[Germany, March 1920] The first years of the young republic were civil war like. The deep political rift, the hatred and willingness to use violence troubled Kathi und Max. They both were mourning Hugo Haase, chairman of the Independent SPD, who had been badly injured in an assassination attempt and had died as a result. In the Independent SPD, the left-wing got its way closer to the Communist Party. Max had withdrawn, that was not his way.
Biased legal authorities
“How damned biased our justice is,” thought Max, “they do turn a blind to the activities of the radical Right.” The murderers of Rosa Luxemburg and Karl Liebknecht had gotten away with lenient sentences. Leo Jogiches, Rosa’s love who got the prosecution on track, was arrested and shot in the back. Even the murderer of the Bavarian Prime Minister Eisner (Independents) was granted “glowing love for the fatherland”. All this would encourage the anti-Republican militarists in their determination to take up the fight against the republic.
According to the treaty of Versailles, the Reichswehr (the German troops) had to be reduced in the first months of 1920, and that meant the dissolution of all Free Corps. It caused great embitterment among the Free Corps who had fought for the Weimar Republic in the Baltic region and suppressed the January uprising in Berlin on orders of the government. The highest ranking general, Walther von Lüttwitz, refused to comply. On March 13, 1920, the right-wing naval brigade Ehrhardt led by von Lüttwitz marched into Berlin, occupied the government buildings and installed the staunch right-wing politician Wolfgang Kapp as new chancellor.
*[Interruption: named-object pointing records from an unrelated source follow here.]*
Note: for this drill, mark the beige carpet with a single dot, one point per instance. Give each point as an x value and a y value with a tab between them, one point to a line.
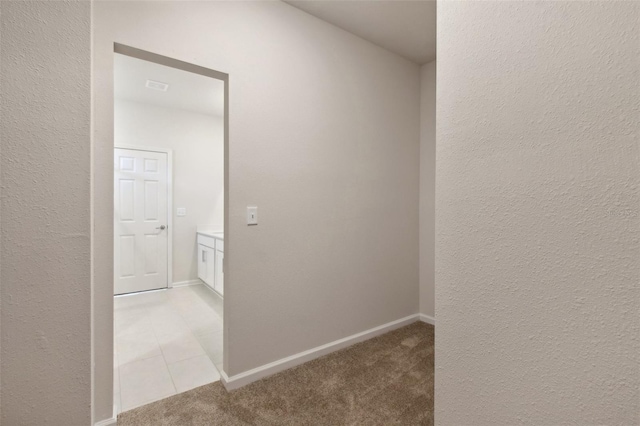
387	380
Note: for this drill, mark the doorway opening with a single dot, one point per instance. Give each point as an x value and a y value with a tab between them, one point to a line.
170	137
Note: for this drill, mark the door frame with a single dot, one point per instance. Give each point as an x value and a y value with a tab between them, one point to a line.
102	143
169	153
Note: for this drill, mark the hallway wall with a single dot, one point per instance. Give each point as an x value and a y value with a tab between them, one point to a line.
427	187
538	195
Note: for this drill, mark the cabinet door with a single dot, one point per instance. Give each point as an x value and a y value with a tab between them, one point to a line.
202	262
219	287
211	266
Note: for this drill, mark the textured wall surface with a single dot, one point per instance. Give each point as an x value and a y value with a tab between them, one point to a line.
538	223
45	248
324	139
427	187
197	141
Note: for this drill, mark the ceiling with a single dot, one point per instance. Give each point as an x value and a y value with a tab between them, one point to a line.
406	27
187	91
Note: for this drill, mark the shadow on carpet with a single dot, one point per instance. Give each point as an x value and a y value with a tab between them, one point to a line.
387	380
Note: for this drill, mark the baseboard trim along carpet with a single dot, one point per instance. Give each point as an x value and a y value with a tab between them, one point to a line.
239	380
186	283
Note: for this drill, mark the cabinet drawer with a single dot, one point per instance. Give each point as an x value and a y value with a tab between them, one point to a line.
207	241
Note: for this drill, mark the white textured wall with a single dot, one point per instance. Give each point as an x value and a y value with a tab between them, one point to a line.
197	141
427	187
538	223
45	247
324	139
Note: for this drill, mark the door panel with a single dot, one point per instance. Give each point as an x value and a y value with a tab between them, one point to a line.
140	209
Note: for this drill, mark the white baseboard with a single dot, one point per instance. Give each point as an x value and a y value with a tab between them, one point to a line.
186	283
113	421
427	319
242	379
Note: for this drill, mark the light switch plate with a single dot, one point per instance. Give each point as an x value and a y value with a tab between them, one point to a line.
252	215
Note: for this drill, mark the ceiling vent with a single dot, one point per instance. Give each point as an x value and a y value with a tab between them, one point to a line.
156	85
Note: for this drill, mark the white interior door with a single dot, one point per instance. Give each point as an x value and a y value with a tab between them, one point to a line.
140	220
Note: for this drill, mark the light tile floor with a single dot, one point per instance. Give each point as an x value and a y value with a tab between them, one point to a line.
166	342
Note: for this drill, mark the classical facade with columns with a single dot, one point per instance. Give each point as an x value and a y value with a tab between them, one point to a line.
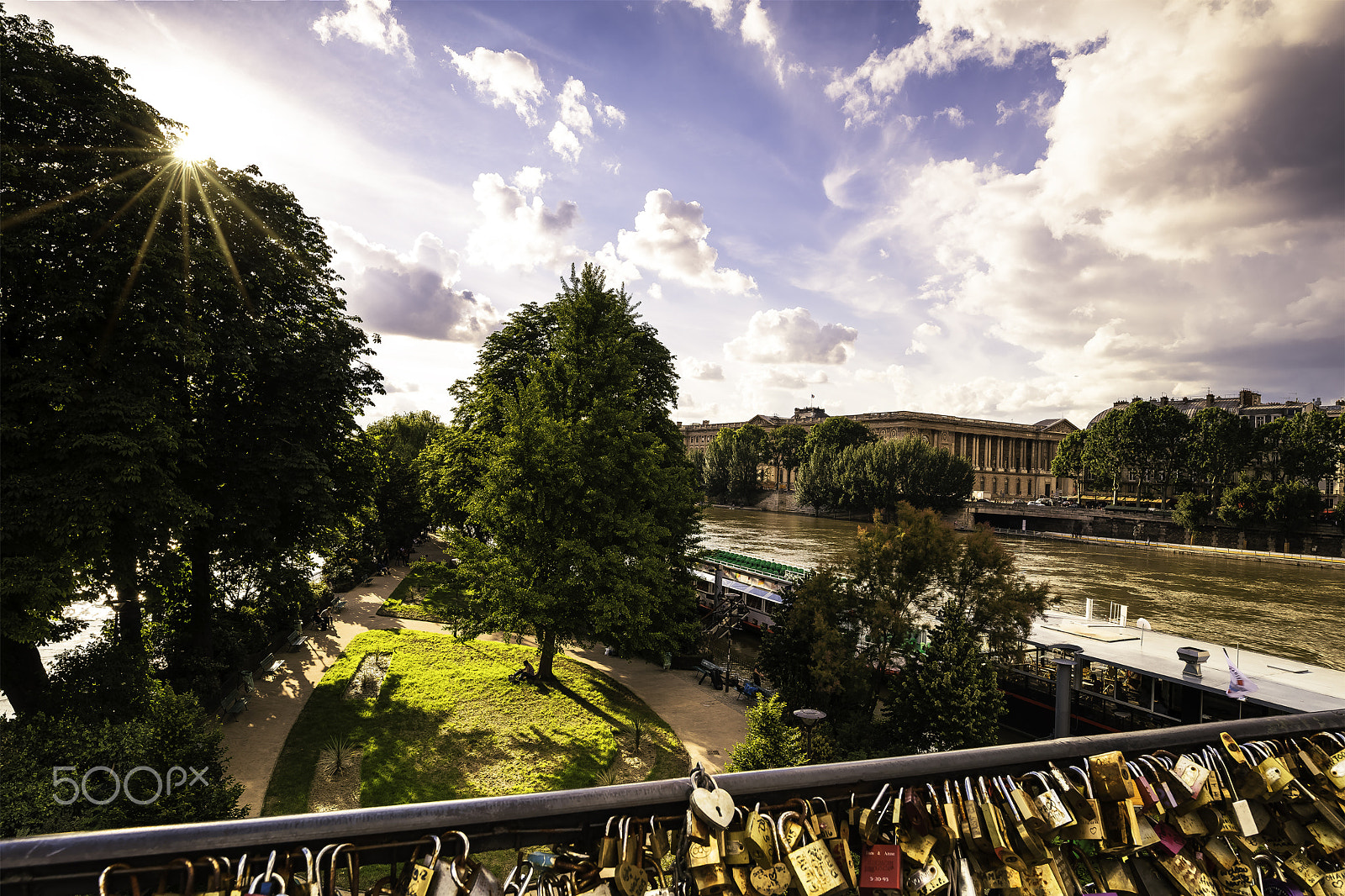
1009	461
Defense minister Noske ordered Reichswehr General Hans von Seeckt to suppress the putsch. Von Seeckt refused: “There can be no question of sending the Reichwehr to fight these people.” The government was forced to flee from Berlin to Dresden. The SPD members of the government and Otto Wels, head of the SPD, called for a general strike throughout the country.
Demonstration against Kapp and Lüttwitz in Bonn
On 15 March in Bonn, Kathi and Max demonstrated with 50,000 people against the putsch. “So many people are here,” Kathi marveled, and she looked happy in spite of all the tension around her. It had not been so easy to get here, for there was no train, no tram, and also the ships participated in the strike. “I’d love to see Kapp’s face,” she said, “they have neither electricity nor water in Berlin, nothing is going on, it is great that so many people defend our republic. You can no longer just putsch against a democratic government!”
Max stood beside her. “Yes,” he said, “it gives me new courage too. Yet, many military leaders have joined forces with Kapp and Lüttwitz, and General von Seeckt has refused to protect the government! As a soldier, I can feel with him, I would not want to fire at comrades either, but his actions were entirely illegal, Ebert is the Supreme Commander in Chief, and Seeckt has sworn the Reichswehr oath to defend the republic. And yet he gets away with it. The government has fled. We are not lacking democrats, but democrats in the leading positions of the military and civil service. They won’t stand up for our republic.”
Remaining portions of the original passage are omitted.